New beginnings

John Kendall spoke to Adrian Brabazon, head of BP Fleet Solutions, about how oil companies fit into the EV future


New beginnings

John Kendall spoke to Adrian Brabazon, head of BP Fleet Solutions about how oil companies fit into the EV future

“We’ve introduced fuel and charge cards, which provides the solution for the transition [to EV]”

Major oil companies can either regard the current situation – where the business model and revenue streams that have generated vast wealth for them for over a century are set to disappear – or they can embrace the change and invest in the low carbon future. BP Fleet Solutions, with its core business in the provision of fuel cards, used its presence at the CV Show in May to discuss the future and how the company is re-shaping its business to respond to the challenges.

Fuel cards can be tailored to meet customer needs, but where that has traditionally meant a choice between petrol and diesel, fleets now find themselves considering what they need, having already begun the transition to electric vehicles. At the same time, they are also running vehicles using traditional fuels and are looking to their fuel card providers to ensure that those needs are met from a single card supplier.

“More recently we’ve introduced fuel and charge cards which provides the solution for the transition, so for those fleets that have ICE (internal combustion engine) and electric vehicles, that enables fleets to have a one card solution which they can use during this transition period,” says Brabazon. “Also, the sister part of our organisation, BP Pulse is focused on charging infrastructure into depot, workplace, home charge and also on the road infrastructure – be that on the BP network or to compliment that, we’re developing EV-specific hubs around the UK.”

The first of these hubs was launched on Park Lane in London at the end of 2020, which Brabazon says was the first in the country. “We’ve rolled out a few more in London, Heathrow, Gatwick and we have a wider plan to have a national network of EV hubs to compliment additional charging,” he reveals.

In addition, just before the CV Show, there was an announcement announcing another hub, this time at the exhibition site.

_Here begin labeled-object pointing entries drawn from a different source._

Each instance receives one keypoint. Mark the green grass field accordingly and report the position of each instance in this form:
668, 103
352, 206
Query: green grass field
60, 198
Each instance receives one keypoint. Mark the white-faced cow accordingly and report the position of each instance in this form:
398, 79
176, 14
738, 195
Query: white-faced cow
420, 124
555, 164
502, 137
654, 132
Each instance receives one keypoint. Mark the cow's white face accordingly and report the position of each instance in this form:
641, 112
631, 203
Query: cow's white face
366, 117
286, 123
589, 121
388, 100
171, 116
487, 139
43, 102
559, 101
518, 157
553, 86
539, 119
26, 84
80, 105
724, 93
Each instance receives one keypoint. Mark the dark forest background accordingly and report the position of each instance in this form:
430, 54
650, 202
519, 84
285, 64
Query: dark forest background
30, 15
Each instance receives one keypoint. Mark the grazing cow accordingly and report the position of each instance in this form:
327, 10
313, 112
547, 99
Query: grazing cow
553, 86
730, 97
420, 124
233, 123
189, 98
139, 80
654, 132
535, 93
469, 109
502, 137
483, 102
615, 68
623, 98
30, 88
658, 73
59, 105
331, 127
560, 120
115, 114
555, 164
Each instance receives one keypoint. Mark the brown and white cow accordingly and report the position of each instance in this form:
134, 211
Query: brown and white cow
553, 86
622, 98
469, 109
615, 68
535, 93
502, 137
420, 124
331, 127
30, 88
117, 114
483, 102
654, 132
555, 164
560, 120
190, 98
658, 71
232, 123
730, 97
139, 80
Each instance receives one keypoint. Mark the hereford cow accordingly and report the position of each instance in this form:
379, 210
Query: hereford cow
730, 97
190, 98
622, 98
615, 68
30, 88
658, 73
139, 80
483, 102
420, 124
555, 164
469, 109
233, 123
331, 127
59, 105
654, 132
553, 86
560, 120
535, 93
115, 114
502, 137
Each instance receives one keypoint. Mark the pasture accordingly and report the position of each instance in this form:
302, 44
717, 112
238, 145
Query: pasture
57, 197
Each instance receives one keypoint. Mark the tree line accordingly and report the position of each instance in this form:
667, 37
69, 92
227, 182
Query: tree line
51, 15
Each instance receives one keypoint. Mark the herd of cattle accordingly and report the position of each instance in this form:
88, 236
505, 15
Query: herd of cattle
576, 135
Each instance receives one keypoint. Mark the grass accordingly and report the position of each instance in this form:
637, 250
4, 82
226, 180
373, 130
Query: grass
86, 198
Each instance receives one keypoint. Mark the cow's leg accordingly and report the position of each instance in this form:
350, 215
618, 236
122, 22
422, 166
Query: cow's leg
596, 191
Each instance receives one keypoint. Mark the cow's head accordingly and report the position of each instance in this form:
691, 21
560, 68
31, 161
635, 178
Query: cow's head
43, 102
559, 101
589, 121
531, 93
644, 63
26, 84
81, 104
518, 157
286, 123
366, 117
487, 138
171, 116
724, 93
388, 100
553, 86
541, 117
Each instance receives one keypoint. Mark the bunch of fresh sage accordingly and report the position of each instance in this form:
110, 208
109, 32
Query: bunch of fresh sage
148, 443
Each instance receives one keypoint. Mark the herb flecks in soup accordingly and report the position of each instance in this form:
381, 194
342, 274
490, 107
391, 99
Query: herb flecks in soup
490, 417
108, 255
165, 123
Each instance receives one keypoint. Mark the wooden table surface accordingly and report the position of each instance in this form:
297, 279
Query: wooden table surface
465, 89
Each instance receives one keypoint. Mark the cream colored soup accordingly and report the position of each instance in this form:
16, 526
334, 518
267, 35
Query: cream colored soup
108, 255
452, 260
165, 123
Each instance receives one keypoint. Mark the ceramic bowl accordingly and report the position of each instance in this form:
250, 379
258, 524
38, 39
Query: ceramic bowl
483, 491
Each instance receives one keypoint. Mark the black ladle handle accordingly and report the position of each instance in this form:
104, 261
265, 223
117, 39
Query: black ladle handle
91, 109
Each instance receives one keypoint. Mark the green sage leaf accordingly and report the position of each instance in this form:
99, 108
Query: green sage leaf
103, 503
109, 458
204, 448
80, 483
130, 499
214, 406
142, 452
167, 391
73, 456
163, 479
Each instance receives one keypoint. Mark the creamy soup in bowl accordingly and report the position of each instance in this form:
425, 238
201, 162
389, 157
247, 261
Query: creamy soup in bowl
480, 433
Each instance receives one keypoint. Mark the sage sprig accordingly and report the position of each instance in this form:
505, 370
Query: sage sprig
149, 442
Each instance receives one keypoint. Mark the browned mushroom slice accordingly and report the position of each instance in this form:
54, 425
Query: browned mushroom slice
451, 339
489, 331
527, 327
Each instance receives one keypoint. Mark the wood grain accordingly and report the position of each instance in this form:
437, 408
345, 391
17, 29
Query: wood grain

One of the largest of its kind, the new unit would offer 32 ultra-fast chargers and 107 slow chargers for the public.

The 32 ultra-fast chargers will offer 300kW DC charging and the remaining chargers will be 7kW AC chargers similar to wallbox home chargers. A new entrance off junction 6 of the M42 will provide access to the site. The 7kW chargers will be located in one of the NEC’s existing car parks for use by NEC customers while they are at the venue. The site is due to open in the autumn this year.

BP Pulse is focused on charging infrastructure into depot, workplace, home charge and also on the road infrastructure

Big charging plans

“In addition to the transition to EV, there’s a lot of changes happening with medium to heavy duty trucks, with alternative fuels and low-carbon fuels. BP is playing a big role in all of those diverse energy mixes including hydrogen, where BP’s investing in Teeside to create a hydrogen hub,” says Brabazon. “We won a tender last year and we’re putting in huge infrastructure for blue and green hydrogen.”

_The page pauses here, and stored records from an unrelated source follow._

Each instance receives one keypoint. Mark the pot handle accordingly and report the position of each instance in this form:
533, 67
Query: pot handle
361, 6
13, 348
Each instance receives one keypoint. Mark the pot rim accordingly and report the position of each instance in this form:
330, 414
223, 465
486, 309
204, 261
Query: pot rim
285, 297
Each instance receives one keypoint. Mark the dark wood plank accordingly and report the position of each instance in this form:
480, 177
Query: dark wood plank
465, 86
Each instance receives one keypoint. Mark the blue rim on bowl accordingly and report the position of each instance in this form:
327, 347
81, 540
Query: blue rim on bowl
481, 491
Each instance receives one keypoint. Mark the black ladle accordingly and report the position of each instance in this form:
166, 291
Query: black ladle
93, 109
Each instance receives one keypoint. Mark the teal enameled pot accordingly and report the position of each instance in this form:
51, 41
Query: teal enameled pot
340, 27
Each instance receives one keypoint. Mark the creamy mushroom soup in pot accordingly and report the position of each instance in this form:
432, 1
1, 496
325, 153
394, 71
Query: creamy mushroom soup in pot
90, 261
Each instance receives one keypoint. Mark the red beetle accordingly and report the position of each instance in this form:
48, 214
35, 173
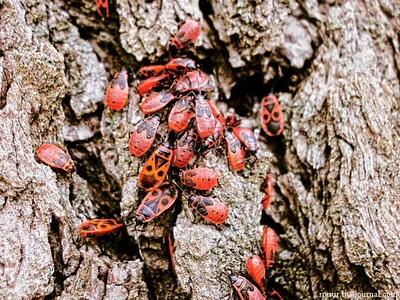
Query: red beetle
205, 122
217, 134
216, 112
156, 202
54, 157
232, 121
180, 65
246, 136
266, 188
271, 116
199, 178
118, 91
192, 81
270, 246
152, 83
256, 269
236, 153
156, 168
171, 250
245, 289
143, 136
210, 208
151, 71
183, 152
156, 102
102, 4
186, 35
99, 227
180, 115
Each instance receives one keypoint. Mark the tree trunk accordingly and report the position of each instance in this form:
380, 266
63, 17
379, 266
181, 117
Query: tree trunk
335, 68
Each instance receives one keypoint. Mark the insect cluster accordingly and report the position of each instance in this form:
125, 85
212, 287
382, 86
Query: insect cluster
176, 93
256, 266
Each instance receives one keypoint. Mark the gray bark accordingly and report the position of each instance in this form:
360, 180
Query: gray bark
335, 168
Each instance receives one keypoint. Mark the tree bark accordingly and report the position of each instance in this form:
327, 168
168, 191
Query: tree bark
335, 67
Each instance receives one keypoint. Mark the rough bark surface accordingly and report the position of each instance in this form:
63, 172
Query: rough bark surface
336, 69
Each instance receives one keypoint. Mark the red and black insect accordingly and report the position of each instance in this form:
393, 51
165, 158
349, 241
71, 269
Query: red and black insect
216, 112
183, 152
156, 202
246, 136
266, 188
192, 81
245, 289
271, 116
199, 178
102, 4
217, 134
151, 83
156, 168
205, 122
236, 153
156, 102
270, 246
118, 91
54, 157
151, 71
256, 269
143, 136
186, 35
99, 227
171, 250
232, 121
180, 65
210, 208
180, 114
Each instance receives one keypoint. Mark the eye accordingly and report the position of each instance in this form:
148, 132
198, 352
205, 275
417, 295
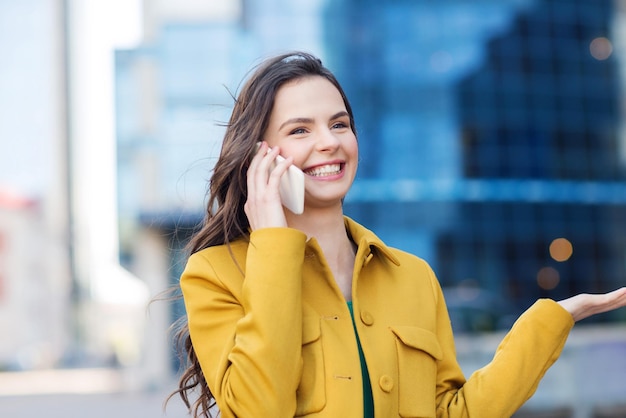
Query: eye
339, 125
298, 131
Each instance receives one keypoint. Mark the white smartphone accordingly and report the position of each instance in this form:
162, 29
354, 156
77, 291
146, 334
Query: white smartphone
291, 186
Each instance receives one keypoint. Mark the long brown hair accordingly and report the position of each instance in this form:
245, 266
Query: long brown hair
225, 219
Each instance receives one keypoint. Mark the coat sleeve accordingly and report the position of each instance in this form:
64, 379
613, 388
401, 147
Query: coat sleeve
501, 387
247, 333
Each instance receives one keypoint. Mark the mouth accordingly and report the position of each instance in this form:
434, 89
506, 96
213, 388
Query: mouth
325, 170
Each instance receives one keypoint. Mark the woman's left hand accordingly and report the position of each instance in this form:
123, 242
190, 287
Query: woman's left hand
585, 305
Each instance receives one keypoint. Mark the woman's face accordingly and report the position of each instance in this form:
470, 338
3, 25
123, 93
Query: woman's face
310, 123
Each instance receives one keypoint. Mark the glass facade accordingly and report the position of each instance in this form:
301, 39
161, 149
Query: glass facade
490, 134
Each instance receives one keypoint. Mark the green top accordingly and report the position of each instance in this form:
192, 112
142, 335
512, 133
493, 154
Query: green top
368, 400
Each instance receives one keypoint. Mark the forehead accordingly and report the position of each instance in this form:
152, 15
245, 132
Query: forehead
308, 92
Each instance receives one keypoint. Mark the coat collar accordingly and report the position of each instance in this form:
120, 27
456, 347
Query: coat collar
364, 237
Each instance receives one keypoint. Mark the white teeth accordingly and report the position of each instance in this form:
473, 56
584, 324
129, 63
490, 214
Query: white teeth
326, 170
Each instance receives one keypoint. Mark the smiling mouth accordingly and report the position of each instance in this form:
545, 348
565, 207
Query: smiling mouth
324, 170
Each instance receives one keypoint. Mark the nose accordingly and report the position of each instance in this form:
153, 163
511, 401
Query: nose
327, 141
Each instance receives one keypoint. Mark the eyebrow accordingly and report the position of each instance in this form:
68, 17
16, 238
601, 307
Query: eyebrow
309, 120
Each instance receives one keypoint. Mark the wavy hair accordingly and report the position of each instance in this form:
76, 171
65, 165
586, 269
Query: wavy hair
225, 219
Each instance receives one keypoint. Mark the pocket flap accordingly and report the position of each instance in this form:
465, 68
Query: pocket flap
420, 339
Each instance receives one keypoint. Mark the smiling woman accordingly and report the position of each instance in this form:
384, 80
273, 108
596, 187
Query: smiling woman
312, 314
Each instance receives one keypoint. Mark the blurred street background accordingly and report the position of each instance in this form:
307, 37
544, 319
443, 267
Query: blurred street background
492, 140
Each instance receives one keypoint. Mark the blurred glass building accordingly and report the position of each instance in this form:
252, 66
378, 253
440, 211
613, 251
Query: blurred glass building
490, 132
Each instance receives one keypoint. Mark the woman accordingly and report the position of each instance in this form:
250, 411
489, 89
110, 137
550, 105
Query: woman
312, 314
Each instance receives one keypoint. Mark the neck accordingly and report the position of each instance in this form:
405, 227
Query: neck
326, 224
328, 228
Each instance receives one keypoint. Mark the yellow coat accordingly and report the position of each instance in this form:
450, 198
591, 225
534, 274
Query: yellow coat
274, 335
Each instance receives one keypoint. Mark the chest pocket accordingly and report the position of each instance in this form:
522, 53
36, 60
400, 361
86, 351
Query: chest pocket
418, 352
311, 393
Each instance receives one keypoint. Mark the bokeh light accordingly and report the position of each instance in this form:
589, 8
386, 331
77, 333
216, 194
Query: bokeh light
601, 48
561, 249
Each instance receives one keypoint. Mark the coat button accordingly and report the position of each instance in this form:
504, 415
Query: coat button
386, 383
367, 318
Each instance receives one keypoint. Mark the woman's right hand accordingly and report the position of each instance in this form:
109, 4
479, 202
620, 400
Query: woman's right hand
263, 206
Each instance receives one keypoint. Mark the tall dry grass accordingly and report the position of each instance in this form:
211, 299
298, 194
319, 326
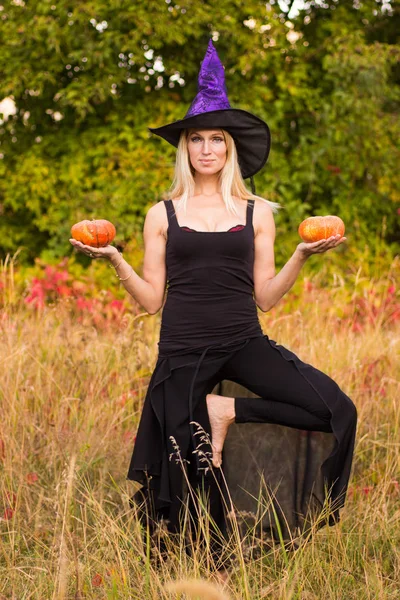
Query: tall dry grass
70, 398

The projects that Brabazon describes are the HyGreen Teesside and H2Teeside projects. Under the plans, HyGreen Teesside will produce 60mWe (megawatts electrical input) of renewable hydrogen by 2025, with the potential to reach 500mWe by 2030 – which, including the “blue” hydrogen (not generated from renewable sources) produced under the H2Teeside project, would be around 30% of the UK’s 2030 target for hydrogen production. A final investment decision on the HyGreen Teesside project is expected next year.

The hard cell

With hydrogen fuel cell developments continuing for light CVs too, the hydrogen developments could also influence the development of fuel cell LCVs as well as trucks. In addition, BP has made investments both in the bio-natural gas supplier Gasrec and HVO (hydrogenated vegetable oil) renewable diesel fuel supplier Green Biofuels (GBF).

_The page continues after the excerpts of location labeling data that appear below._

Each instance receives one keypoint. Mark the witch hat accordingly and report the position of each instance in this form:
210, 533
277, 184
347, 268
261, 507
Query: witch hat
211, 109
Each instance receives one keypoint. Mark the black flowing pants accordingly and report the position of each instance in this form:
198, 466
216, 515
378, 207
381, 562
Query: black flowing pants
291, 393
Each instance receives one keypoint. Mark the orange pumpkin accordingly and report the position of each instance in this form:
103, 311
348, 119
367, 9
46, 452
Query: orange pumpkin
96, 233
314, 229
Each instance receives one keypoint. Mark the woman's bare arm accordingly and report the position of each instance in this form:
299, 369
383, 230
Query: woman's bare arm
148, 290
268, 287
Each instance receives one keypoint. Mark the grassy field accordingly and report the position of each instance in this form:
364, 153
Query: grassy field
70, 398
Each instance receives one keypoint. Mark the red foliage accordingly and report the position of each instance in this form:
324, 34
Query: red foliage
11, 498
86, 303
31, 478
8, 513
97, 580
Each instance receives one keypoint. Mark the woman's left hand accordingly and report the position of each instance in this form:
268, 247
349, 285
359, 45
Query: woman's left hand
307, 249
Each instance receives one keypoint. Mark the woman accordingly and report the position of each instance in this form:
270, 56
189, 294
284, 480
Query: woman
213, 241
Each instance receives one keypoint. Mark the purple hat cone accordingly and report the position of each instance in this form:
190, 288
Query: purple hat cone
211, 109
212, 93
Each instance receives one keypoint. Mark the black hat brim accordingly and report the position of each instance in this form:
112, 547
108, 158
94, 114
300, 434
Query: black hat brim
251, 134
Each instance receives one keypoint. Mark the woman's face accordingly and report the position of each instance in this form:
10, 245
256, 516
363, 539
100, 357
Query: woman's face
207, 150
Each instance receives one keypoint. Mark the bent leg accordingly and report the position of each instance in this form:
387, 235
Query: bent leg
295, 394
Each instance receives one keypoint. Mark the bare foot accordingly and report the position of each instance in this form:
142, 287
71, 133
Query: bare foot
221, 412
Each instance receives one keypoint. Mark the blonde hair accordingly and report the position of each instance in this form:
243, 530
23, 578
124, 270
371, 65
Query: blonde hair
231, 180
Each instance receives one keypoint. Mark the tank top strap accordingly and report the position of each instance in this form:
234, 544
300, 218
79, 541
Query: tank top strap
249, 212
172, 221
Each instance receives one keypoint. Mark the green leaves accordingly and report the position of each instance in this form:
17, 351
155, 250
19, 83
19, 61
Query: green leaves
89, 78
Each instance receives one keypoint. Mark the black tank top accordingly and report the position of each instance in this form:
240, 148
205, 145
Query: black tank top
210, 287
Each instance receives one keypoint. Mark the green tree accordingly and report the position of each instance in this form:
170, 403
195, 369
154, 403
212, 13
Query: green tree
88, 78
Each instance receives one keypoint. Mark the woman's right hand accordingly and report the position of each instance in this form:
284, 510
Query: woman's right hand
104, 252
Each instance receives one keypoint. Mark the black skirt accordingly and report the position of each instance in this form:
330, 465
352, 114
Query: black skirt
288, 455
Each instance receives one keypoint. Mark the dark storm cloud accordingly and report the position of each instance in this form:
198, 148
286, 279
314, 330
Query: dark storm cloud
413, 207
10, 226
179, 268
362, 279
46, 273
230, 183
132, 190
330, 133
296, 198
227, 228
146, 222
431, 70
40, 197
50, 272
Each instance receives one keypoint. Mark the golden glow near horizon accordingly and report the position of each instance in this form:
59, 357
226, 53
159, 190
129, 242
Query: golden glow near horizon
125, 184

“For us, a couple of things that we’re doing will bring it together. One is the fuel card integration, our fuel cards will be accepted for the different energy types because that is what a fleet wants – simplicity,” continues Brabazon. “Secondly, from the infrastructure perspective, as well as the infrastructure developments on the electric side, from the low carbon fuels, we have started the journey to create a national network of low carbon hubs as well, which will be multi-fuel.

“The plan is for it to be multi-fuel with biogas and HVO,” he adds. “The plan is for them to be adaptable for when electrification for trucks becomes more widespread, so we can include that and also for hydrogen for trucks as well. So, there’s lots and lots of great stuff going on to help fleets through the transition period.

“Ultimately, our role is from the supply side, to be able to supply the various fuels and then from the infrastructure side to make sure that we provide the infrastructure for fleets to be able service their need for on the road fuelling, whichever need they have.”

For cars and vans, BP is currently predicting that petrol and diesel volume sales could decrease by up to 50 per cent by 2035. “Now we model different scenarios around the pace of change within BP and the 50% is based on current trajectory, taking into account different factors around government or interventions etc,” explains Brabazon. “On an accelerated model, that could reach two-thirds reduction by that time. That has lots of dependencies around government intervention and the adoption from fleets.”